Like Microsoft's .Net initiative, Apple uses the industry standard data format XML in the process, so users can access Internet data from an interface other than a browser. However, Microsoft is developing a more expansive infrastructure for .Net with servers and tools that businesses would use to build, host, and deliver Web services. Much of Microsoft's efforts are aimed at linking together the computer systems of business partners.
"From Apple's standpoint, it's not clear from what they've shown here how rich its applications will be," Bajarin said, comparing the technology to .Net.
Not One-Stop Shopping
For its consumer-facing .Net Web services, Microsoft says it plans to integrate all of the transactions for users.

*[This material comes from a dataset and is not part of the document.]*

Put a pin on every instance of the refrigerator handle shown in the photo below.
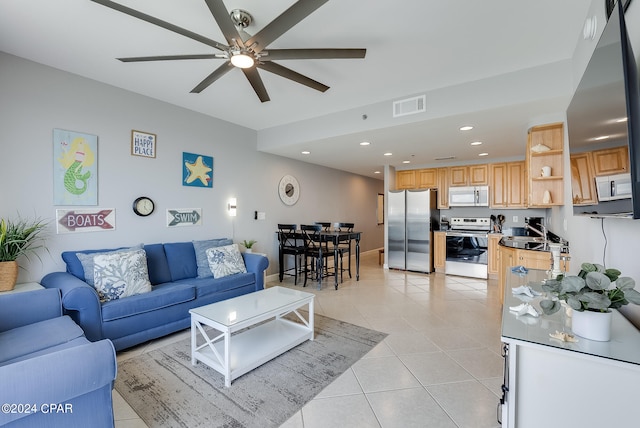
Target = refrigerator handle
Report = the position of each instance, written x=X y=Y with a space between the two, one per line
x=612 y=183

For example, if a user were to order a plane ticket through .Net My Services, .Net could draw funds from a user's bank account and schedule the flight into the user's address book, without the user seeing the transactions.
Sherlock lacks such advanced features, as users still have to access a Web browser to complete transactions initiated in Sherlock, such as making an actual bid on eBay.
Still, "by going around the browser [to initially access data], that really is more like a Web service," noted Al Gillen, research director of systems software at IDC.
Apple said it plans to release in the next few weeks a software development kit that can be used to build Web-based applications that plug in to Sherlock. Eventually, users will be able to choose from a list of available services, called channels, and add them directly to their desktops.
"We're working with a large number of partners on this," Bereskin said.